As the title says really i have a fish tank that im converting to a arboreal setup.
I was going to get red eye tree frogs but after reading that they eat crickets when adults is a pain having these in the house.
The bottom of the tank will be just water.


----------



## Wolfenrook (Jul 2, 2010)

All of them, and at the same time none of them. I say this, as few darts will confine themselves solely to ground level, and few will confine themselves solely to climbing higher. End of the day, the hight of our vivs rarely exceed 1 meter tall, and this is actually pretty terrestrial compared to wild habitats.

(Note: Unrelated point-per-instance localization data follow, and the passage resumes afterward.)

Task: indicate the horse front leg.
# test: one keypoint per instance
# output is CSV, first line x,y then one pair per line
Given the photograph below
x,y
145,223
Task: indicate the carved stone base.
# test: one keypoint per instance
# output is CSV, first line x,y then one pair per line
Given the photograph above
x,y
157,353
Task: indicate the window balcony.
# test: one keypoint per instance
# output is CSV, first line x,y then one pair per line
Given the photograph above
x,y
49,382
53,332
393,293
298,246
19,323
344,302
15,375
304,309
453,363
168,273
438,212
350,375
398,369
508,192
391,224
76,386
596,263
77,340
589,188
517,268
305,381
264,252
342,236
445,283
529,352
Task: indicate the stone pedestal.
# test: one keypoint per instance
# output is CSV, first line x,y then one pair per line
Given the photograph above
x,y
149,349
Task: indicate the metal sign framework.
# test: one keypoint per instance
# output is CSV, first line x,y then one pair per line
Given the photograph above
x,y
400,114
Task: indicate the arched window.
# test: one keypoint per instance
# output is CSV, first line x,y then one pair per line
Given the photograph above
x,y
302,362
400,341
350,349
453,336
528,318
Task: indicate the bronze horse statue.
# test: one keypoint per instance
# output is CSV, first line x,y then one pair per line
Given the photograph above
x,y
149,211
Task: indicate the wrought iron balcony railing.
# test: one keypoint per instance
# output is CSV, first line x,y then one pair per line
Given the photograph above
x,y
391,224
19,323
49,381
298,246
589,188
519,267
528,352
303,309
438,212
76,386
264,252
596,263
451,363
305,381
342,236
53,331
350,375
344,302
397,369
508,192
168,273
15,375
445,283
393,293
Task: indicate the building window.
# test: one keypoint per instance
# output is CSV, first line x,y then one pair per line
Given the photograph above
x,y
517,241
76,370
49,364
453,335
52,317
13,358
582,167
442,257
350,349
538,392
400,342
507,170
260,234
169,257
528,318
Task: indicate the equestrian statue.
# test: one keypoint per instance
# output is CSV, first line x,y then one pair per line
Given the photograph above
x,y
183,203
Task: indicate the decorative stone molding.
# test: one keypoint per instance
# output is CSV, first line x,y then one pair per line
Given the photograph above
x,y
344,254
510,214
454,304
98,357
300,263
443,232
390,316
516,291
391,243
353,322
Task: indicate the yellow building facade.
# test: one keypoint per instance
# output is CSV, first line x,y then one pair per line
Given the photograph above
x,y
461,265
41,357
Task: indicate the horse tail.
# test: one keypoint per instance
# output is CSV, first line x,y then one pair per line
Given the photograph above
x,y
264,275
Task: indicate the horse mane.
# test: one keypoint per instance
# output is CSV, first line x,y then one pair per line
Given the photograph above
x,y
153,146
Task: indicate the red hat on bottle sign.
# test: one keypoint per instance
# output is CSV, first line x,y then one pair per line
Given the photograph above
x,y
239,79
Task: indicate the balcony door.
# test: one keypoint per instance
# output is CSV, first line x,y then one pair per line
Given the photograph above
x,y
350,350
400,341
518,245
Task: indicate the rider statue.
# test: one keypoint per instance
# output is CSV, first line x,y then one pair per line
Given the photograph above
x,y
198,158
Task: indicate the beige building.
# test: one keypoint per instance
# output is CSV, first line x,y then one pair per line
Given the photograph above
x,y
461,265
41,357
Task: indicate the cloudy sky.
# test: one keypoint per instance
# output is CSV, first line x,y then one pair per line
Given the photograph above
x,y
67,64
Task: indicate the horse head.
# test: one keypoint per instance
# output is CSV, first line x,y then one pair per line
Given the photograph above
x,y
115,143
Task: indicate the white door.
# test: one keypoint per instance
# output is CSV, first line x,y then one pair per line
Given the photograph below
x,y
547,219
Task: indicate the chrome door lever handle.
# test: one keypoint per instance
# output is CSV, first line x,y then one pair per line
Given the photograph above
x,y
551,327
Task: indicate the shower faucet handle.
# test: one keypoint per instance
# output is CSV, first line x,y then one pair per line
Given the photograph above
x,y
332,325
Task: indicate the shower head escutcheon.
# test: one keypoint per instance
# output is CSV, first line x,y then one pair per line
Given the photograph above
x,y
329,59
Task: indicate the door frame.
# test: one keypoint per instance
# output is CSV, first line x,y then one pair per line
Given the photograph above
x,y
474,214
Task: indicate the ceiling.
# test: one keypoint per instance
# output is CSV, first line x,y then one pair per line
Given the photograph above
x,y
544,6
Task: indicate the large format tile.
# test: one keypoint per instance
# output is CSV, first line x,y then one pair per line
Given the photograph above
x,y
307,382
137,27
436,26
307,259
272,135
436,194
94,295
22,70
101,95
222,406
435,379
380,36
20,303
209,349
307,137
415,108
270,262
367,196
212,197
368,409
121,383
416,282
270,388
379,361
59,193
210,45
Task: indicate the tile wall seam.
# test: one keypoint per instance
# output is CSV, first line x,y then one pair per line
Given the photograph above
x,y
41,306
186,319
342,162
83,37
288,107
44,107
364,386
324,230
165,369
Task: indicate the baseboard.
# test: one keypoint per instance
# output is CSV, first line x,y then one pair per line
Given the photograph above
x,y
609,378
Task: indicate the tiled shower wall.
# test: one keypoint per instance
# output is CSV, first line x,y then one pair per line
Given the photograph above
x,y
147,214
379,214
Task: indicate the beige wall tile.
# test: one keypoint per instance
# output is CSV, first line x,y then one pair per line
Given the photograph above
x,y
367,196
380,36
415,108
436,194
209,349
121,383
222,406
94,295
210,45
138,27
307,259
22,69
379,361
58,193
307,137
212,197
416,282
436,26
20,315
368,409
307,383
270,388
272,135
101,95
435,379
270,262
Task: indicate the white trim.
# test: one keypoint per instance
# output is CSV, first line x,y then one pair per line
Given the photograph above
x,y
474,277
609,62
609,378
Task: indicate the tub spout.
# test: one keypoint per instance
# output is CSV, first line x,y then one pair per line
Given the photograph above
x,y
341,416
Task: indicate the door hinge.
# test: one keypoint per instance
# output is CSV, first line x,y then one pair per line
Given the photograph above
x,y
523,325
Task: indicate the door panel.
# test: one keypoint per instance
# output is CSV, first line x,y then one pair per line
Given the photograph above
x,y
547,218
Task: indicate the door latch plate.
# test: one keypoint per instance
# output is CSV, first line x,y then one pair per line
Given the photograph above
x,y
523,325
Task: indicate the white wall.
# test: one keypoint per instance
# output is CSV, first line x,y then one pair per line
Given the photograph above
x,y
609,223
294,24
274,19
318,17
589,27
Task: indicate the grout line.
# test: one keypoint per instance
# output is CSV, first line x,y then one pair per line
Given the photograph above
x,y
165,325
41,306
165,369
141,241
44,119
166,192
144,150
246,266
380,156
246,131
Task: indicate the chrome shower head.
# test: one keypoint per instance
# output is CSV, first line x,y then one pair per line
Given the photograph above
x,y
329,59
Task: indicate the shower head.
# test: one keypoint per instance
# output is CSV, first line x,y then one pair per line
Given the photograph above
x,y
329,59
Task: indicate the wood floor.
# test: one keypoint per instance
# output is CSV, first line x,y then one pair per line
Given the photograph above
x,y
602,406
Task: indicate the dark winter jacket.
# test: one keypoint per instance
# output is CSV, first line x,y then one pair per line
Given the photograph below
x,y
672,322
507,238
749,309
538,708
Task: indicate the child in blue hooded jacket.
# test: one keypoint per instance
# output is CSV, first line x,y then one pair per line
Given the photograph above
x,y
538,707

As to crickets, I quite agree, hate the things. We have 2 species of tree frogs, along with bearded dragons, leopard geckos and fire bellied toads, so they are an evil I have to live with. I have to say though, I always struggle with getting my mind around folks who would rather have crickets than fruit flies. lol

If you let us know your vivs dimensions we can make some suggestions as to dart frog types you ight like. Forget just having water in the bottom though, that idea just isn't compatible with darts at all.

Ade


----------



## shortyshazz (Mar 21, 2009)

Many thanks. Will take a pic and measure it up now.


----------



## shortyshazz (Mar 21, 2009)

Ok tank is 3ft/18"/1ft heres a pic the reasan i tipped it up is there is no space for it.
http://i702.photobucket.com/albums/ww23/gazza24/frogtank008_zpsf9067d5e.jpg


----------



## Wolfenrook (Jul 2, 2010)

Dendrobates leucomelas. You still can't have the entire bottom covered in water, but a small water area would be fine with them.

Ade


----------



## Lillyx (Jun 11, 2012)

I was just about to say Ade my leuc's love to climb, they are never at ground level unless they are patiently waiting by the feeding station ha. I do have a third of my 3fter as a pond type/pebble waterfall that I'm trying out at the mo, that's sufficent in itself for keeping the humidity up, no need for the whole bottom to be water...

Cari


----------



## shortyshazz (Mar 21, 2009)

Already have Dendrobates leucomelas ok i was just wondering if there was just pure arboreal dart frogs thats all many thanks anyway ppl.


----------



## Wolfenrook (Jul 2, 2010)

Ok, simple answer then is no. They ALL use ground space as much as vertical space.

If you want a lot of water, try mossy frogs. I don't think they climb much, but they like water.

Ade


----------



## plasma234 (Feb 27, 2013)

I know you said dart frogs, but what about Mantella laevigata. You can still use your leuc food and something a little different. I think they do good in groups.


----------



## Ron Magpie (Oct 11, 2009)

plasma234 said:


> I know you said dart frogs, but what about Mantella laevigata. You can still use your leuc food and something a little different. I think they do good in groups.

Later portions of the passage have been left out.